Çocuğun genellikle fiziksel ve duygusal şiddet şeklindeki cezalar ve sorgusuz itaat beklentisi ekseninde yetiştirildiği koşullarda dış kontrole bağımlı bir ‘kendini kontrol’ becerisi vardır. Hekimleri (ve başka zamanlarda başka grupları) hedef göstermenin ve şiddeti cezasız bırakmanın mümkün olduğu durumunda olduğu gibi dış kontrol gevşediğinde hükmetme ve öfke şiddete hızla dönüşür. İç kontrol ya da vicdan, ezberle ya da ahlak dersi ile gelişmez. Çocukların iç kontrol geliştirmesinde büyürken tanık oldukları durumlar önemli rol oynar. Özellikle kadınlara dönük şiddetin toplumsal yaygınlığı ve kabul görmesi, çocuklara kötü muamelenin sıradan bir durum sayılması gibi sosyal olayların etkisine dikkat çeken Çiğdem Kağıtçıbaşı, sosyal ve ekonomik eşitsizliğin ve yoksulluğun bu durumdaki belirleyici etkisini vurgular. Eşitsizlik ve yoksullukla örselenmiş geniş kitlelerin kuşaktan kuşağa aktardıkları etkilerle büyüyen şiddet sarmalını durdurabilecek ‘dış kontrol’ etkeni, kitlenin korku veya hayatta kalma güdüleriyle bağlandığı ve itaat ettiği ister istemez baskıcı bir otoritede cisimleşir.

Toplumda kadına ve çocuğa dönük şiddete olan yaklaşımı zaten otoritenin nitelikleri hakkında net fikir verir. Gerisini siz tayin edin.
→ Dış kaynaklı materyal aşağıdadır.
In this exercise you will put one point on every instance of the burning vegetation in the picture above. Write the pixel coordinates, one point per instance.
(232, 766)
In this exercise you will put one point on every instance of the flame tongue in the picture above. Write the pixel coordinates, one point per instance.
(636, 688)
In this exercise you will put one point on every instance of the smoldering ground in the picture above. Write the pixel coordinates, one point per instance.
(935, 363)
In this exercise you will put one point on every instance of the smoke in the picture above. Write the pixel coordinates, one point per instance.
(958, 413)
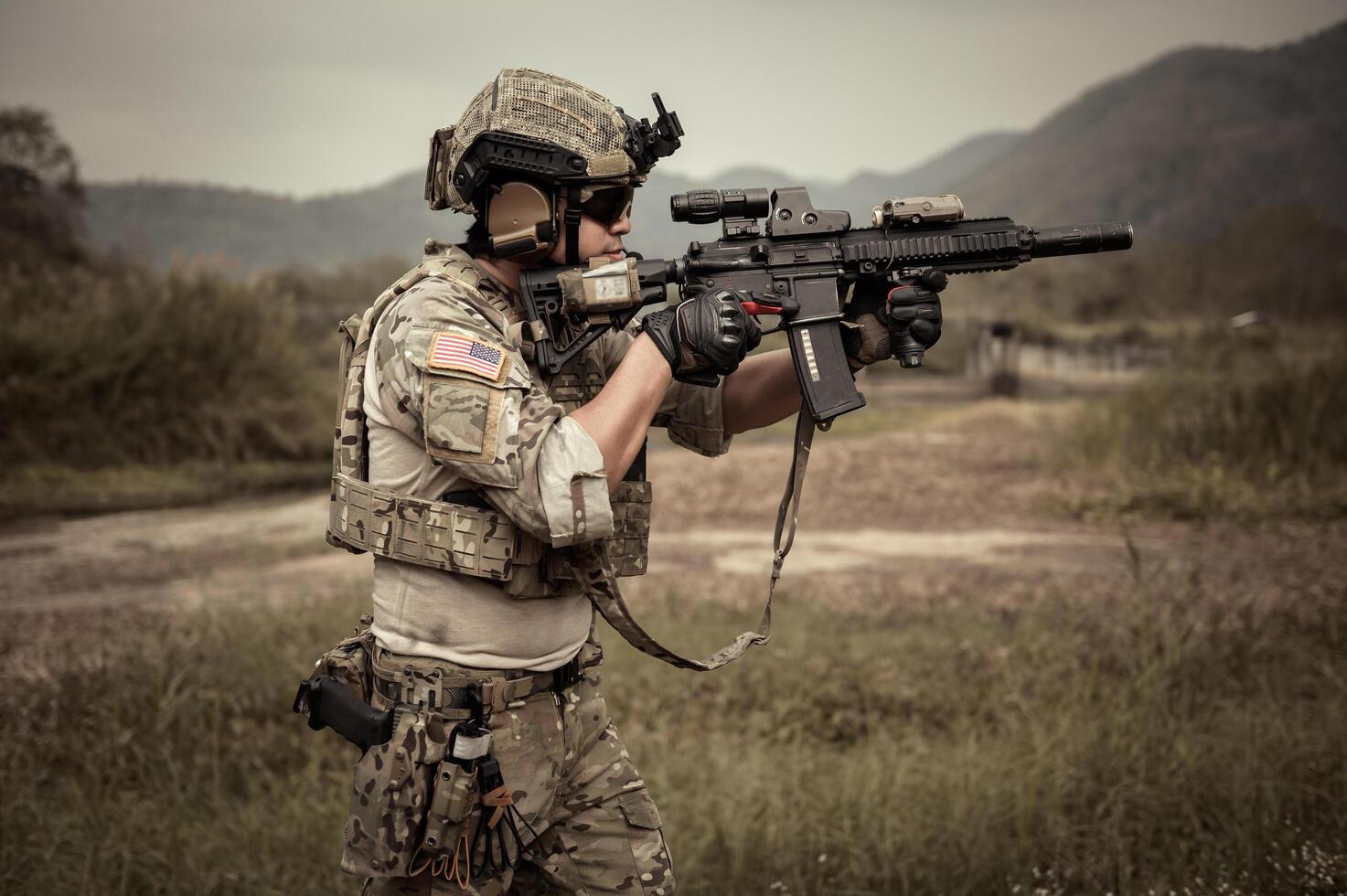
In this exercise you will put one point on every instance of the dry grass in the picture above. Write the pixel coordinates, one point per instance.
(1168, 736)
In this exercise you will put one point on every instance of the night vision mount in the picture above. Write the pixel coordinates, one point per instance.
(647, 143)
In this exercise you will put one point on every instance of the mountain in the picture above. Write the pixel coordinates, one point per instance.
(1181, 147)
(167, 222)
(1185, 144)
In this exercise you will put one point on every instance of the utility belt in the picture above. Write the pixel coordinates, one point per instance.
(455, 691)
(470, 538)
(429, 793)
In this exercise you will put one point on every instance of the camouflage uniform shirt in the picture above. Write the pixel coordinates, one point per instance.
(509, 440)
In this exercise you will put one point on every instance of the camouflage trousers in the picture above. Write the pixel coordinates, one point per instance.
(598, 830)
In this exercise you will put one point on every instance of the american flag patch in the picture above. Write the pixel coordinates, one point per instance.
(457, 352)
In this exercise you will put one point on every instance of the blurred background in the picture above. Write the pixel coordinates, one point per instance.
(1065, 611)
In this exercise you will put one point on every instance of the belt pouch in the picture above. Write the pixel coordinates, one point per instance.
(349, 665)
(453, 798)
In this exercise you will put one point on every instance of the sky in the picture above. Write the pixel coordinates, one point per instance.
(305, 97)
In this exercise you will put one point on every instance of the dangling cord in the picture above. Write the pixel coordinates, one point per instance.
(461, 872)
(496, 856)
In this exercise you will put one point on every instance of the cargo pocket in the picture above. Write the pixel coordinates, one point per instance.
(390, 798)
(654, 865)
(462, 418)
(473, 426)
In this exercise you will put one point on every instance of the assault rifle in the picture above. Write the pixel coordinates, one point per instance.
(797, 267)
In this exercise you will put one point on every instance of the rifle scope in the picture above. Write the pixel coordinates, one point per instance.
(705, 207)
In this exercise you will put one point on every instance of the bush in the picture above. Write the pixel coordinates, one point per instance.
(107, 366)
(1172, 737)
(1242, 426)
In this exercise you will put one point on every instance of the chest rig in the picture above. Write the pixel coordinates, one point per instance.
(464, 534)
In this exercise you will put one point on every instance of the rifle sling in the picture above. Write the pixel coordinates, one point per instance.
(594, 571)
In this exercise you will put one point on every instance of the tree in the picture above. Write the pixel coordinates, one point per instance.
(40, 194)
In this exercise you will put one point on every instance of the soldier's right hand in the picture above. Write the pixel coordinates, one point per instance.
(706, 335)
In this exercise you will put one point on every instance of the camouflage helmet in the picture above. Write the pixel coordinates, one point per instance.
(532, 125)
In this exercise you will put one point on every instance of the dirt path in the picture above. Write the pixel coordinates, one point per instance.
(957, 492)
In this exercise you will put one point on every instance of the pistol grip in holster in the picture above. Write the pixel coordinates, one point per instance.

Bir başka deyişle, itaat ceza ve korkutma ile sağlandığında ya da itaat oranında varoluşunuza izin verildiğinde, zoraki itaatin bir duygu bedeli olmaması pek mümkün değildir. Genellikle öfkenin en hızlı ve kolayca biriken duygu olduğu bu durumda, kendini kontrolün zayıfladığı ya da denetimsiz kaldığı koşullarda, öfke kendisini doğuran kaynak dışındaki hedeflere dönük bir şiddete dönüşür. Varoluşumuzu tehdit eden salgınlar, iklim krizi, doğal afetler ve savaşlar ve büyüyen bir ekonomik kriz ile karşı karşıya kaldığımızda hissettiğimiz çaresizlik ve korku şiddeti beslemektedir. Neden hekimler bu dönemin şiddetine kurban edilmekte ya da kurban gitmekteler? Cevabı bu yazının ve psikiyatrinin kapsamını aşıyor.

***

Israrla tekrarlanması gereken şu: Hekimlere dönük şiddeti hekimler yaratmamaktadırlar. Üstelik birçok hekimi sadece ‘hasta yakını şiddeti’ne kurban vermiyoruz; hekimleri canından eden intiharların, kazaların ve kronik hastalıkların, canından bezdiren, yaşama ve çalışma arzusunu zayıflatan ruhsal bozuklukların çoğaldığı, bir şiddet etkisi yarattığı bir zamandayız. Bunu çalışma koşulları, sağlık düzeninin işleyişi gibi yapısal sorunlara, ülkenin içinde olduğu derinleşen sosyal ve ekonomik krize, hekim olana değin geçen zaman diliminde yaşanan zorluklara ve yıpratıcı etkilere, kendilerini geçmiş deneyimlere dayalı beklentilerinden çok farklı bir meslek uygulaması içinde bulmalarına ve daha birçok nedene bağlayabiliriz. Her durumda, hekimlerin içine yakalandıkları anafordan çıkabilmelerine yardımcı olacak, durumu değiştirebilecek düşünce ve bilgi arayışına odaklanabilmeliyiz.

Notlar:

•Hekimler ve tükenme konusundaki eskice bir yazımı tamamlayıcı olarak okuyabilirsiniz. Ey Teşrih, Bittin Ama Beni de Bitirdin. https://www.birgun.net/haber/ey-tesrih-bittin-ama-beni-de-bitirdin-79881
•Hekimin emeğinin dolayısıyla kendisinin değersizleşmesinin altyapısının nasıl örüldüğünü anlamak için Çağla Ünlütürk Ulutaş’ın Türkiye’de Sağlık Emeği Sürecinin Dönüşümü kitabından çok yararlandım. Aynı çerçevede Kendisi ve Murat Sevinç’le katıldığımız bir tartışma programı (Mart 2022) https://www.youtube.com/watch?v=Ubj9n8ZPn_8
•Sağlık alanına ilişkin önemli tartışmaların yer aldığı ForumSağlık2023’ü tarayarak değişik fikir ve açılara erişebilirsiniz.
https://t.co/BP5faxaFh1
•Saygıyla andığım Çiğdem Kağıtçıbaşı’nın her yazdığı aydınlatıcı, ilk temel kaynak olarak: Benlik, Aile ve İnsan Gelişimi: Kültürel Psikoloji, Koç Üniversitesi Yayını.